Im Rahmen der Entwicklung eines Stadtteilkonzepts für Haarzopf – Fulerum am 12. und 13. Januar 2018 wurde mal wieder erlebbar, wie Dynamic Facilitation auch bei großen Gruppen mit heterogenen Interessenslagen zu einer konstruktiven Zusammenarbeit führt. Insgesamt 50 engagierte Bürgerinnen und Bürger haben anderthalb Tage an einem Stadtteilkonzept gearbeitet und eine Vielzahl an Lösungsideen für ein breites Spektrum an Themen, wie z. B. Grundflächenerhalt, Bildung und Erziehung oder Leben und Wohnen im Alter, erarbeitet.
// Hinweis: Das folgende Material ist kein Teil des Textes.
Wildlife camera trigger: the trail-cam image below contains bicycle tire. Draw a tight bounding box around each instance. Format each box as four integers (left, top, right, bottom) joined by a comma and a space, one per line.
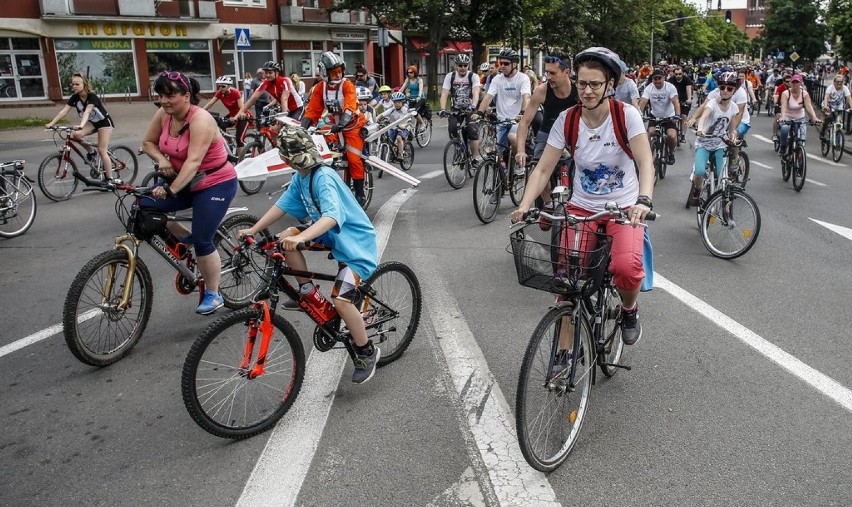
109, 144, 139, 185
444, 140, 469, 190
831, 129, 846, 162
414, 119, 432, 148
515, 305, 595, 472
473, 160, 503, 224
0, 174, 37, 238
62, 249, 153, 366
701, 187, 760, 259
362, 261, 423, 366
214, 213, 272, 309
793, 146, 808, 192
181, 307, 306, 439
36, 153, 77, 202
239, 140, 266, 195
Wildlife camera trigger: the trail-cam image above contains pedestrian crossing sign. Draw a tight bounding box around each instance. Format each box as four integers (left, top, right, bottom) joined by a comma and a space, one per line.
234, 28, 251, 49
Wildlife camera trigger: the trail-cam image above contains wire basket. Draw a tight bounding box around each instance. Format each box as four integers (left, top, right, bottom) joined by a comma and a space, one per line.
509, 218, 612, 298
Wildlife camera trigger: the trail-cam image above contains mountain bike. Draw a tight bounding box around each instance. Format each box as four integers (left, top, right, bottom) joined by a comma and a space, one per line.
37, 125, 139, 201
819, 110, 846, 162
62, 182, 271, 366
444, 108, 475, 190
509, 198, 656, 472
0, 160, 36, 238
686, 136, 760, 259
181, 238, 422, 439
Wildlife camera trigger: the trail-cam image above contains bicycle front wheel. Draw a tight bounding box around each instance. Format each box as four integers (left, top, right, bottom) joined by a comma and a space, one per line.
701, 187, 760, 259
37, 153, 77, 202
444, 141, 467, 190
181, 307, 305, 439
793, 146, 808, 192
214, 214, 272, 309
0, 174, 36, 238
515, 306, 594, 472
361, 261, 423, 366
109, 144, 139, 184
473, 160, 503, 224
62, 250, 153, 366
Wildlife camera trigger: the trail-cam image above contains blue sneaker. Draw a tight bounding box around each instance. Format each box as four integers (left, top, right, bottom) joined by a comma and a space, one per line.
195, 290, 225, 315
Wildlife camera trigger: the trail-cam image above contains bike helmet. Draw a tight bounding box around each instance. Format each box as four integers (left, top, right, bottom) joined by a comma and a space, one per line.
497, 48, 521, 63
456, 53, 470, 65
278, 125, 322, 171
574, 47, 621, 83
319, 51, 346, 84
262, 60, 281, 72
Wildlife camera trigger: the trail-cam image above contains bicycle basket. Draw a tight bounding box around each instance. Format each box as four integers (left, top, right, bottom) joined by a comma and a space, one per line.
509, 221, 612, 297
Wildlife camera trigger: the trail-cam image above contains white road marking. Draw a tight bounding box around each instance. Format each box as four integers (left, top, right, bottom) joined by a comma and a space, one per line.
0, 309, 100, 357
654, 271, 852, 412
808, 218, 852, 240
237, 189, 417, 507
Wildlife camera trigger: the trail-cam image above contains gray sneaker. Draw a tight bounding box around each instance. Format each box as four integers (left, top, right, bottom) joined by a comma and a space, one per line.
352, 345, 382, 384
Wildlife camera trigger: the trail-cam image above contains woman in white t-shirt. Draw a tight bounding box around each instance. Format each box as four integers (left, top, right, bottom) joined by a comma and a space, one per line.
512, 48, 654, 345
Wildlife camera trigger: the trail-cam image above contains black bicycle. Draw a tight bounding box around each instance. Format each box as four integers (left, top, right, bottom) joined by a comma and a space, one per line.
509, 197, 656, 472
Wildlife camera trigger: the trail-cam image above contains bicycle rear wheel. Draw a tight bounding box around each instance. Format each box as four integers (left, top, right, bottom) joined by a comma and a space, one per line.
361, 261, 423, 366
214, 214, 272, 309
701, 187, 760, 259
473, 160, 503, 224
515, 305, 594, 472
181, 307, 305, 439
793, 146, 808, 192
444, 140, 468, 190
37, 153, 77, 202
62, 250, 153, 366
0, 174, 36, 238
109, 144, 139, 184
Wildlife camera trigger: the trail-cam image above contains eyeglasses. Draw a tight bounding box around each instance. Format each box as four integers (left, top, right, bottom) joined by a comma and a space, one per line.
160, 70, 192, 92
577, 81, 605, 90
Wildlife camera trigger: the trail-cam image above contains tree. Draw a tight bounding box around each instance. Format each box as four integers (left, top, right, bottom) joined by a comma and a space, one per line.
763, 0, 826, 65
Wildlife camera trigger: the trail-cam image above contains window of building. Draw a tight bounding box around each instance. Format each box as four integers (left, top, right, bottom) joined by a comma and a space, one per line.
145, 39, 215, 91
53, 39, 139, 96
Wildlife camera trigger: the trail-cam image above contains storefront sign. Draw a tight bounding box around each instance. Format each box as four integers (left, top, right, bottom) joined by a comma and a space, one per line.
77, 23, 187, 37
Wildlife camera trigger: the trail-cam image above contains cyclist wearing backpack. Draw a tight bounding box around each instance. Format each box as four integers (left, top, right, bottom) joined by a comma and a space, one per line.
512, 47, 654, 345
438, 54, 480, 164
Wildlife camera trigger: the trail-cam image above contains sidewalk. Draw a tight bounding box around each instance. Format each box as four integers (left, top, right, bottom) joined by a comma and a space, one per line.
0, 100, 161, 143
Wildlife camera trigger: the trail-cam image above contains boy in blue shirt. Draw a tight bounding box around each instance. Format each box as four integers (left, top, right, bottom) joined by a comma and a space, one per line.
239, 126, 381, 384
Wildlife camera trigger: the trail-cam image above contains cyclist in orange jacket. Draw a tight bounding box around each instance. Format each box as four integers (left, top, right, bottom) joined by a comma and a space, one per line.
302, 51, 365, 206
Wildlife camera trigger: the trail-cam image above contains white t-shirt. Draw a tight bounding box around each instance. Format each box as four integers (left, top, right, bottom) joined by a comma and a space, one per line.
488, 72, 531, 120
547, 104, 644, 213
443, 71, 480, 108
642, 81, 677, 120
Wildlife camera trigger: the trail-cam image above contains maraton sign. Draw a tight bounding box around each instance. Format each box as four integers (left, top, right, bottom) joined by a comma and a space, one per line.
77, 23, 187, 37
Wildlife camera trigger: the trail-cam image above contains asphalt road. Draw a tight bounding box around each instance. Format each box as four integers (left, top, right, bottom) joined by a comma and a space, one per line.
0, 112, 852, 506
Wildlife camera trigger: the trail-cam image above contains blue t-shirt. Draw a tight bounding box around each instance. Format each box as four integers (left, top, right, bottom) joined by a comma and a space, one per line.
275, 166, 379, 280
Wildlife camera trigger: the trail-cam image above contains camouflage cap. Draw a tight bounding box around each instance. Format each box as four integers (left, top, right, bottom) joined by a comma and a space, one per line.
278, 126, 322, 170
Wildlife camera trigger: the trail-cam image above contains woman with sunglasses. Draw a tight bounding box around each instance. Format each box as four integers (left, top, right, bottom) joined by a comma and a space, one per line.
142, 71, 237, 315
512, 47, 654, 345
45, 73, 118, 183
204, 76, 251, 148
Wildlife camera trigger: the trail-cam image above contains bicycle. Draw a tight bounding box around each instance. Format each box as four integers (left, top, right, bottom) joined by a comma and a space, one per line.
819, 110, 846, 162
62, 183, 271, 366
181, 238, 422, 439
444, 108, 475, 190
507, 198, 657, 472
686, 136, 760, 260
473, 119, 532, 224
37, 125, 139, 201
0, 160, 36, 238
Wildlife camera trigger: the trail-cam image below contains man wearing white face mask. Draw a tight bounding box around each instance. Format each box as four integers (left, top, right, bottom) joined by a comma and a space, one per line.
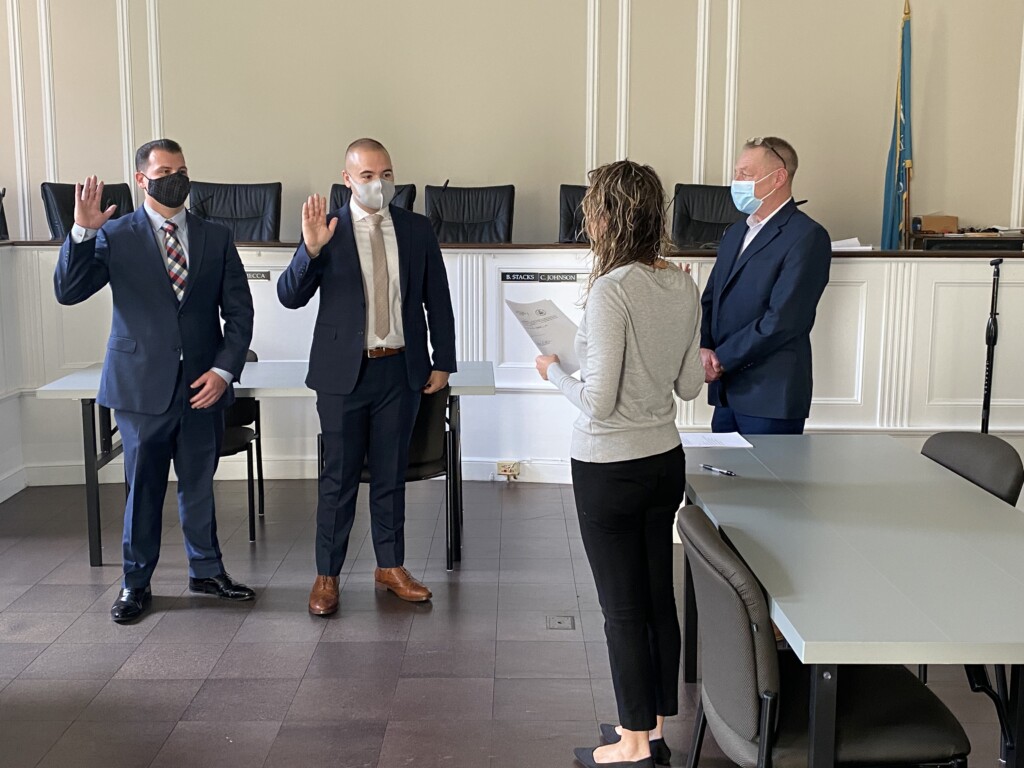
278, 138, 456, 615
700, 136, 831, 434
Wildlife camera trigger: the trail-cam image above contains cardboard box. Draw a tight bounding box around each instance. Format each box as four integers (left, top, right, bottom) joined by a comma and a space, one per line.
910, 213, 959, 234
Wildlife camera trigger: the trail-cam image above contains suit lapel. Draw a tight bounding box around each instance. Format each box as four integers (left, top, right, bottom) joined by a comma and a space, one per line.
131, 206, 178, 307
391, 206, 413, 306
715, 220, 748, 304
722, 200, 797, 290
182, 213, 206, 306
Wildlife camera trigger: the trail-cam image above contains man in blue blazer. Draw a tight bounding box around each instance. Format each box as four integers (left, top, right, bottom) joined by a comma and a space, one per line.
278, 138, 456, 615
700, 137, 831, 434
53, 139, 253, 623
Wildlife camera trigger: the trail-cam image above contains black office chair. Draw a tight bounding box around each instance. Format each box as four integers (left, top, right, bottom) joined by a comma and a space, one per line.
918, 432, 1024, 693
921, 432, 1024, 505
558, 184, 590, 243
672, 184, 744, 249
188, 181, 281, 243
40, 181, 135, 240
424, 184, 515, 243
676, 506, 971, 768
0, 186, 10, 240
331, 184, 416, 211
220, 349, 263, 542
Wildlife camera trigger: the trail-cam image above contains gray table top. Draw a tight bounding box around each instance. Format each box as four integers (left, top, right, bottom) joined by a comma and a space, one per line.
686, 435, 1024, 664
36, 360, 495, 400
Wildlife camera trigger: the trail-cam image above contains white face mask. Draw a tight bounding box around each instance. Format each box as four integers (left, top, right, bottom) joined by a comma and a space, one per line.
731, 171, 775, 214
349, 177, 394, 211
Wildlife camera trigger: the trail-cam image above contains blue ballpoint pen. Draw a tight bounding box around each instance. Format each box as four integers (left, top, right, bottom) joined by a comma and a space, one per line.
700, 464, 736, 477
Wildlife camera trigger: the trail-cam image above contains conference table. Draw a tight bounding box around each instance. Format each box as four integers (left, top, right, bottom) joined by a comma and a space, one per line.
684, 434, 1024, 768
36, 360, 495, 570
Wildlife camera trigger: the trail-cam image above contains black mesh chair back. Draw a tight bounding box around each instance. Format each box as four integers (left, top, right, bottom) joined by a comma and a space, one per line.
672, 184, 743, 249
558, 184, 590, 243
0, 186, 10, 240
188, 181, 281, 243
40, 181, 135, 240
359, 387, 452, 482
424, 184, 515, 243
921, 432, 1024, 505
330, 184, 416, 211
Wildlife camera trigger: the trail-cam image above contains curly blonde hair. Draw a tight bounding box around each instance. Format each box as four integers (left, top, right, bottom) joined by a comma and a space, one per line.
583, 160, 672, 293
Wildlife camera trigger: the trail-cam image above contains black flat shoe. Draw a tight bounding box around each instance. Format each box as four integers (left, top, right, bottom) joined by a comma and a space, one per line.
572, 746, 654, 768
601, 723, 672, 765
188, 573, 256, 600
111, 586, 153, 624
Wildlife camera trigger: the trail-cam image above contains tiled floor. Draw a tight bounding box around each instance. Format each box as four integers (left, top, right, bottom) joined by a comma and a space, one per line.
0, 481, 997, 768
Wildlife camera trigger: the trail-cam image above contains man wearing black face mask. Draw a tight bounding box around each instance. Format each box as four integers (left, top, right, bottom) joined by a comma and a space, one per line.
278, 138, 455, 615
53, 139, 253, 624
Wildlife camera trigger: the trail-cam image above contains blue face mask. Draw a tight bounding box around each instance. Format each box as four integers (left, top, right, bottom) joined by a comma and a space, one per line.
731, 171, 775, 215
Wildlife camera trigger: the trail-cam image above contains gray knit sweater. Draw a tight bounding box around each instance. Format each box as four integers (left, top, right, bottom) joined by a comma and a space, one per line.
548, 262, 705, 463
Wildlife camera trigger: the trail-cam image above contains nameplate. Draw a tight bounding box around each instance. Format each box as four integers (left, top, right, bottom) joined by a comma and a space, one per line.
502, 272, 590, 283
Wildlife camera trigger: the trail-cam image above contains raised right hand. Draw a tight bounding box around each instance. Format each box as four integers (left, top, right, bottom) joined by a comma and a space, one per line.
75, 176, 118, 229
302, 195, 338, 259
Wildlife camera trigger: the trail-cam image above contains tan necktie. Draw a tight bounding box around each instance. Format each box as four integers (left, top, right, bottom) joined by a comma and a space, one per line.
367, 213, 391, 339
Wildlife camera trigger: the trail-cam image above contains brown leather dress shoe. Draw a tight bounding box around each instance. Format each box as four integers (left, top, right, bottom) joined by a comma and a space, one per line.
374, 565, 433, 603
309, 577, 338, 616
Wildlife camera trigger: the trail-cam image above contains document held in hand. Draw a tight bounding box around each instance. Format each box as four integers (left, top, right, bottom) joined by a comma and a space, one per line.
505, 299, 580, 375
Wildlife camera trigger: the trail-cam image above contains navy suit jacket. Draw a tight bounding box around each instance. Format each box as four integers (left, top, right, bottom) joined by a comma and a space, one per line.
700, 200, 831, 419
278, 205, 456, 394
53, 207, 253, 416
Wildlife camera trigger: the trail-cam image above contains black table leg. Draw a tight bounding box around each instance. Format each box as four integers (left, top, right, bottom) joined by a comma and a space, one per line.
449, 394, 462, 562
807, 664, 839, 768
683, 557, 697, 683
82, 400, 102, 567
999, 664, 1024, 768
444, 430, 458, 570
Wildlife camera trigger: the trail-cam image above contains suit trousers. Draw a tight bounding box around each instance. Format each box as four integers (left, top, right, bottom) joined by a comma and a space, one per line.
316, 352, 426, 577
116, 366, 224, 588
572, 446, 686, 731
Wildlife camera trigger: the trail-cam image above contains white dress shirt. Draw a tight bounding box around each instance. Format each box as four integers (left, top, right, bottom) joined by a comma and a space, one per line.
348, 197, 406, 349
71, 203, 234, 384
739, 197, 793, 253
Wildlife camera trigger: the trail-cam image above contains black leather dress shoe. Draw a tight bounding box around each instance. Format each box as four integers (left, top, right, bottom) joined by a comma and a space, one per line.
600, 723, 672, 765
572, 746, 654, 768
188, 573, 256, 600
111, 586, 153, 624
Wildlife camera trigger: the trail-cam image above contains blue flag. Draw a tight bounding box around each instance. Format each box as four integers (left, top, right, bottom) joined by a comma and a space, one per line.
882, 0, 913, 251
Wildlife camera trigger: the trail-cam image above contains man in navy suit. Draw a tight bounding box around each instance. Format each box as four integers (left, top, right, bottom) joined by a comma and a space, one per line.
278, 138, 456, 615
700, 137, 831, 434
53, 139, 253, 623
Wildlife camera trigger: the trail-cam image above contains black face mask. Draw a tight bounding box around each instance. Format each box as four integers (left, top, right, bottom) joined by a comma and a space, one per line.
144, 171, 191, 208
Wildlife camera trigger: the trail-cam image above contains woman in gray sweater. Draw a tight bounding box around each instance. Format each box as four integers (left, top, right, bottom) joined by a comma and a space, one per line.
537, 160, 705, 767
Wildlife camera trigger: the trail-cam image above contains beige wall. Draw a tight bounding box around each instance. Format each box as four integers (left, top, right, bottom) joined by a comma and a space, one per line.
0, 0, 1024, 244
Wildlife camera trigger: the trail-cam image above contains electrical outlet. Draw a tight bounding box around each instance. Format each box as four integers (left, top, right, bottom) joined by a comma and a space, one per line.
498, 461, 519, 478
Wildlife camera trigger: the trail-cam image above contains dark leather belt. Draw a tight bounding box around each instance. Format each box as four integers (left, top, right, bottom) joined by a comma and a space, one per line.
367, 347, 406, 359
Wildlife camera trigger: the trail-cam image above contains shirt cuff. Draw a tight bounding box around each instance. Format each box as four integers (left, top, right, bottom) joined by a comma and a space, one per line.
548, 362, 572, 389
71, 224, 99, 245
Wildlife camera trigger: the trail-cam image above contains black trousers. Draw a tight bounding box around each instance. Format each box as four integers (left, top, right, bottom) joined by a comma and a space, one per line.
572, 446, 686, 731
316, 354, 420, 577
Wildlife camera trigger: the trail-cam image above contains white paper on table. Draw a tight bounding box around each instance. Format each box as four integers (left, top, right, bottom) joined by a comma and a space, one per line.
505, 299, 580, 376
831, 238, 871, 251
679, 432, 754, 447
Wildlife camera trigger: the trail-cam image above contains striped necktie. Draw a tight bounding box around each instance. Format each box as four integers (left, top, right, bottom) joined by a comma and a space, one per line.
160, 219, 188, 302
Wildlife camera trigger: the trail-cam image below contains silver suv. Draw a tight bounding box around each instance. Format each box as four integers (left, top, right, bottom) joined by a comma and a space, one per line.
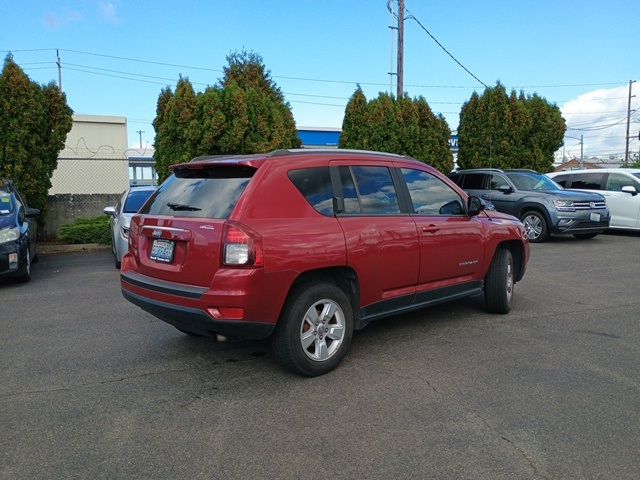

Diese Ideen in ein Stadtteilkonzept zu integrieren, welches die höchste Akzeptanz aller Anwesenden auf sich vereint, ist sehr gut gelungen, u.a. auch durch das konsequente Einsetzen des Systemischen Konsensierens als Entscheidungsverfahren.

Ausgehend von der Fragestellung, was für die Teilnehmenden ein gelungenes Ergebnis nach anderthalb Tagen Zusammenarbeit wäre, wurden nach einer kurzen Informationsrunde drei Themengruppen gebildet:

Stadtteilkonzept Haarzopf

Grundflächenerhalt, Wohnungsbau, Mobilität, Landwirtschaft Bildung & Erziehung, Kultur, Vereinsleben, Freizeitgestaltung Wohnen & Leben im Alter, Gesundheit, Inklusion, generationsübergreifendes Wohnen. Innerhalb dieser Gruppen wurde in Anlehnung an die Bürgerräte mit der Methode „Dynamic Facilitation“ gearbeitet. Mit Fokus auf konkrete Lösungsideen sammelten die Teilnehmenden ebenso Informationen und Wahrnehmungen und die sich daraus ergebenen Herausforderungen wie auch mögliche Bedenken gegenüber Lösungsideen. Dem Plenum konnten aus jeder Themengruppe jeweils eine Vielzahl an konkreten Lösungsideen vorgestellt werden. Notwendige Entscheidungen wurden auf Basis des von Visotschnig und Schrotta entwickelten Konzepts des Systemischen Konsensierens getroffen. Es wurden Einwände abgefragt und nach Ergänzungen und Änderungen der zur Diskussion stehenden Lösungsidee gesucht, immer mit Blick auf eine Lösung mit größtmöglicher Akzeptanz. So entwickelte sich zunehmend eine konstruktive Atmosphäre bei der Lösungssuche.

Zum Ende der Veranstaltung hatten alle Anwesenden ein klares „Ja“ zu den verschriftlichten Lösungsvorschlägen, die am 29. Januar dem Oberbürgermeister Thomas Kufen vorgestellt werden.